Lo digo porque en verdad ya todo esto pasó. Resulta que en un pequeño pueblo de Francia, al límite con Genovia, un grupo de chamas que llamaremos “Las Empijamadas” estaban haciendo una pijamada en casa de una de ellas. De pronto vino un amigo del colegio que sabía que estaban haciendo una de estas reuniones y pensó que estaban todas en ropa interior.

Cuando vio que de hecho estaban todas con suéter, monos, colas, sin maquillaje y comiendo comida china y chucherías, les empezó a gritar “Buuu” por haber arruinado su fantasía. Desde entonces, todos los niños comenzaron a gritarles “buuu” como por dos semanas mientras estaban reunidas.
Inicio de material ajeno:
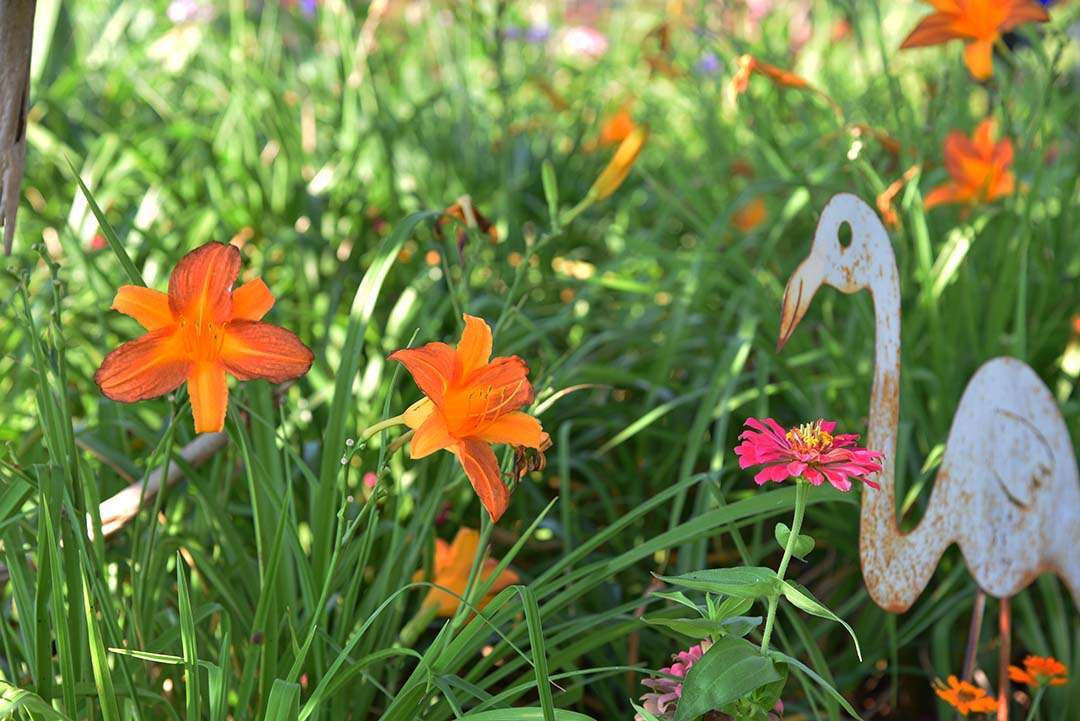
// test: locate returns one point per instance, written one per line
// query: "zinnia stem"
(381, 425)
(801, 488)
Así que intentaron convocar una protesta en su cuadra para defender la belleza de las pijamas. Fue tan fuerte que comenzaron a ir en pijamas a clases, a bailes escolares y hasta a clubes nocturnos. Las pijamas fueron un hit en ese pueblo, pero toda la gracia acabó cuando el papá de uno de esos niños imbéciles, que era el alcalde, abolió el uso de las pijamas fuera del ámbito hogareño. Esto dejó indignadas a “Las Empijamadas”, así que una de ellas le pidió apoyo a su tía que vivía en Estados Unidos para que regara el rumor sobre la sensualidad de las pijamas.

Lamentablemente, todo el círculo de amigas de su tía (que era considerablemente joven) estaba lleno de estudiantes universitarias agotadas. Que mal que bien, terminaron apoyando la causa yendo a clases en pijamas y a actividades en el campus con pantuflas. Y esa fue la costumbre que nos llegó hasta nuestros días.

Lo bueno es que el propósito sigue siendo el mismo, lo malo es que se pueda confundir la sensualidad con el fastidio de arreglarse.

Nos quedaremos con el beneficio de la duda, porque es más cómodo que usar un sostén.